SEC Fines Avaya, Check Point, Others for Underplaying SolarWinds Hack

Four major technology companies have agreed to pay millions of dollars as recompense for misleading investors through their disclosures regarding the 2020 SolarWinds hack.

The communication platform Avaya, Israel-based cybersecurity provider Check Point and email security software developer Mimecast each reached an agreement with the Securities and Exchange Commission to pay millions of dollars in penalties for "making materially misleading disclosures regarding cybersecurity risks and intrusions" related to the SolarWinds hack, the agency said in a press release on Tuesday. Each company will pay approximately $1 million each in fees to the Commission in response.

The IT services firm Unisys also settled with the SEC over the misleading disclosures, but received additional fines related to disclosure control and procedures violations. This will bring the company's fine to $4 million total.

SEC's Sanjay Wadhwa

"It is incumbent upon [companies] to not further victimize their shareholders or other members of the investing public by providing misleading disclosures about the cybersecurity incidents they have encountered," said Sanjay Wadhwa, acting director of SEC enforcement.

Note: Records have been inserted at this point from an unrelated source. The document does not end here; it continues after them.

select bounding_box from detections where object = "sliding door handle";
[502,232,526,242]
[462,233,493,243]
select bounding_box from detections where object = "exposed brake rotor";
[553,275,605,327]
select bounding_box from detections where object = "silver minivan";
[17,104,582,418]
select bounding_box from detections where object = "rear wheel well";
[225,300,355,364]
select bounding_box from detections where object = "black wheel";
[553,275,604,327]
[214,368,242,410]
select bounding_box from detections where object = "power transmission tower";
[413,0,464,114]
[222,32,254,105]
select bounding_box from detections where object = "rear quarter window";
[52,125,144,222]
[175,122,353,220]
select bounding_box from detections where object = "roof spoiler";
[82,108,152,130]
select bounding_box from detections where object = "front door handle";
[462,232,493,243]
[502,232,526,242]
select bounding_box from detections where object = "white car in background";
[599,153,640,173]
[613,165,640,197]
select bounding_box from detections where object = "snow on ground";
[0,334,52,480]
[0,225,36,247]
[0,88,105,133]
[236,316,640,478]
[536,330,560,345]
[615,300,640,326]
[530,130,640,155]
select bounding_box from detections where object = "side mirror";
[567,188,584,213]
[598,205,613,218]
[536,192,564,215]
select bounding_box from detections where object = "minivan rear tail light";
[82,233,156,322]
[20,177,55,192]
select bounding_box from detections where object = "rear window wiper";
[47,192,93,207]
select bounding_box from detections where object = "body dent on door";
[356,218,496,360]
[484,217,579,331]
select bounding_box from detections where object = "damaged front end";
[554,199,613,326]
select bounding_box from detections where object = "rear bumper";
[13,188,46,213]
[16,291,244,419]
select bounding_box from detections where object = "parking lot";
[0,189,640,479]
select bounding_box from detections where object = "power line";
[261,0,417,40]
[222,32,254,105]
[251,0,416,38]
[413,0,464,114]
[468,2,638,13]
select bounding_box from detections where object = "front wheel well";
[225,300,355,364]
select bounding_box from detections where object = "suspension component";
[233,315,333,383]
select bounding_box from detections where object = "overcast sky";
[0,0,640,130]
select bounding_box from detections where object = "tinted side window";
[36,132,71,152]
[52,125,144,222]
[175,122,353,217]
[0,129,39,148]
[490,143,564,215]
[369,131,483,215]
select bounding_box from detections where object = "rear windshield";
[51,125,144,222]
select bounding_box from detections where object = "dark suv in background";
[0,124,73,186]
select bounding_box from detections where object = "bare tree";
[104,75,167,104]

Avaya, Check Point and Unisys were all aware that a Russian threat actor had installed a backdoor into SolarWinds' Orion network monitoring software and had compromised their networks in 2020, the SEC claims. Despite that knowledge, "each negligently minimized its cybersecurity incident in its public disclosures," the SEC said. Mimecast was not aware they had been affected by this hack until 2021, the SEC said.

Related:Massive SolarWinds Hack Leads to Class-Action Lawsuit

The attempts at minimization included Avaya allegedly telling shareholders that a few emails had been stolen when "at least 145 files in its cloud file sharing environment" had been accessed as well. Check Point, in contrast, was found to be aware of the intrusion but described the risks from them in generic and nondescript terms. Mimecast failed to disclose the nature of the code that the threat actor had exfiltrated and the exact amount of credentials that the actor accessed.

SEC's Jorge Teneiro

“Downplaying the extent of a material cybersecurity breach is a bad strategy,” said Jorge Tenreiro, acting chief of the crypto assets and cyber unit at the SEC. “In two of these cases, the relevant cybersecurity risk factors were framed hypothetically or generically when the companies knew the warned of risks had already materialized.  The federal securities laws prohibit half-truths, and there is no exception for statements in risk-factor disclosures.”

Related:FCC Orders T-Mobile to Spend $15.7 Million on Cybersecurity

Companies Comment on Solarwind Hack Fines

The affected companies confirmed their cooperation, although not all of them presented them as being at fault.

"As mentioned in the SEC's order, Check Point investigated the SolarWinds incident and did not find evidence that any customer data, code, or other sensitive information was accessed," the security firm told The Register. "Nevertheless, Check Point decided that cooperating and settling the dispute with the SEC was in its best interest and allows the company to maintain its focus on helping its customers defend against cyberattacks throughout the world." 

"We are pleased to have resolved with the SEC this disclosure matter related to historical cybersecurity issues dating back to late 2020, and that the agency recognized Avaya's voluntary cooperation and that we took certain steps to enhance the company's cybersecurity controls," an Avaya spokesperson told The Register, striking a conciliatory tone. "Avaya continues to focus on strengthening its cybersecurity program, both in designing and providing our products and services to our valued customers, as well as in our internal operations."

Unisys stated in a recent SEC filing that it decided to pay the fine due to it being in the best interest of the company and shareholders.

Mimecast noted that while it is no longer a publicly traded company and does not believe it has done any wrong, it still cooperated with the SEC and "took the opportunity to enhance our resilience," a spokesperson noted.

The SolarWinds hack has continued to impact companies since the initial event. A June report from a former staff member alleges that a flaw in Microsoft's cybersecurity practice led to the threat actor installing the backdoor.